C'est le principe de la carotte et du bâton. Un après avoir émis ses recommandations pour éviter une dérive des banques dans les conditions d'octroi d'un crédit immobilier, le Haut conseil de stabilité financière (HCSF), présidé par le ministre de l'Economie, Bruno Lemaire, a finalement décidé de les ajuster, notamment pour ne pas pénaliser les primo-accédants à la propriété.
« Nous souhaitons être au plus près des besoins de ménages et notamment des primo-accédants. C'est un point clé de notre politique » a ainsi justifié Bruno Lemaire, à l'issue de la réunion du Haut conseil.
Taux d'effort porté à 35 %
Ces ajustements portent sur les trois points des recommandations émises le 12 décembre 2019. Le premier concerne le taux d'effort (charge de la dette rapportée au revenu disponible) qui passe de 33 % à 35%. La durée maximale des crédits est allongée de deux ans à 27 ans, pour tenir compte, dans le logement neuf, du délai entre l'achat sur plan et la mise à disposition effective du logement.
Enfin, et c'est sans doute le point le plus important, le taux de flexibilité accordée aux banques, autrement dit, la proportion de crédit autorisée à ne pas respecter les contraintes du HCSF, est portée de 15 % à 20%.

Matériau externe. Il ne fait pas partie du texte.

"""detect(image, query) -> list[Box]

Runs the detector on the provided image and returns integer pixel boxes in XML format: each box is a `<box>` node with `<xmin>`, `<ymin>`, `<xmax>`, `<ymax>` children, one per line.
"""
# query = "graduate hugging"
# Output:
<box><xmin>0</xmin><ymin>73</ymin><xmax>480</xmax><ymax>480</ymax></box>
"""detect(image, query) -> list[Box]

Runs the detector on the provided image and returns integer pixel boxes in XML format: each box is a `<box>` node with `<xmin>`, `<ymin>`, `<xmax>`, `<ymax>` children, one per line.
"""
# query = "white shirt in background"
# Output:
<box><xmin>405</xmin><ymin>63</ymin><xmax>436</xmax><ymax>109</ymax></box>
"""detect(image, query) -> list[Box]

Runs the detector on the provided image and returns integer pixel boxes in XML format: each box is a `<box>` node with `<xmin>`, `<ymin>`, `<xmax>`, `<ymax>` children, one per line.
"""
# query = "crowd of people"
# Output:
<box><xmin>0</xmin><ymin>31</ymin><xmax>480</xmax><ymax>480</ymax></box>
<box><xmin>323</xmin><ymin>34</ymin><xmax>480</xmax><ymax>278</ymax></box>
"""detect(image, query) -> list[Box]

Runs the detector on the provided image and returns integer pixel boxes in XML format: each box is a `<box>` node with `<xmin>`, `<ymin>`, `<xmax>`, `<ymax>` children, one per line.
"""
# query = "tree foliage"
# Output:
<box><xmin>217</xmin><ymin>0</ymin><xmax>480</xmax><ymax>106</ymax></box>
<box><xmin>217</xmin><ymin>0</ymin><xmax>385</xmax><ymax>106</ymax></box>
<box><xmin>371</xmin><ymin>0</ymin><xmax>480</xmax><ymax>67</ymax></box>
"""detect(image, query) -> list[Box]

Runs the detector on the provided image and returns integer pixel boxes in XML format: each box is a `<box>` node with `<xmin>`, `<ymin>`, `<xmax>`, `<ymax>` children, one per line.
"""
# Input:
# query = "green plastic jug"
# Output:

Ces assouplissements s'appliquent à tous types d'emprunteurs, même si les pouvoirs publics espèrent qu'ils concerneront en priorité les ménages candidats à l'accession à la propriété, y compris les plus modestes. «Ces réglages ont été établis en fonction de notre observation des meilleures pratiques», précise une source proche du HCSF.
Des sanctions d'ici l'été 2021
Cette souplesse accordée par le HCSF, après des mois de tensions entre la Banque de France, soucieuse d'éviter le risque de bulle immobilière et de surendettement des ménages, et confortée par la niveau élevé de la production de crédit (proche des niveaux de 2019), et les professionnels de l'immobilier et certaines grandes banques, qui redoutent des effets d'éviction du marché, n'est cependant pas sans contreparties.
Le HCSF souhaite en effet rendre ces nouvelles recommandations obligatoires dès l'été prochain, avec sanctions à la clé. Les modalités juridiques et pratiques de ces sanctions seront discutées avec l'Autorité de contrôle prudentiel et de résolution (ACPR), qui dépend de la Banque de France, et devraient être arrêtées en juin. « Les sanctions avaient été envisagées dès le début, sous le contrôle de l'ACPR, mais elles n'ont tout simplement jamais été mises en œuvre », nuance un bon connaisseur du dossier.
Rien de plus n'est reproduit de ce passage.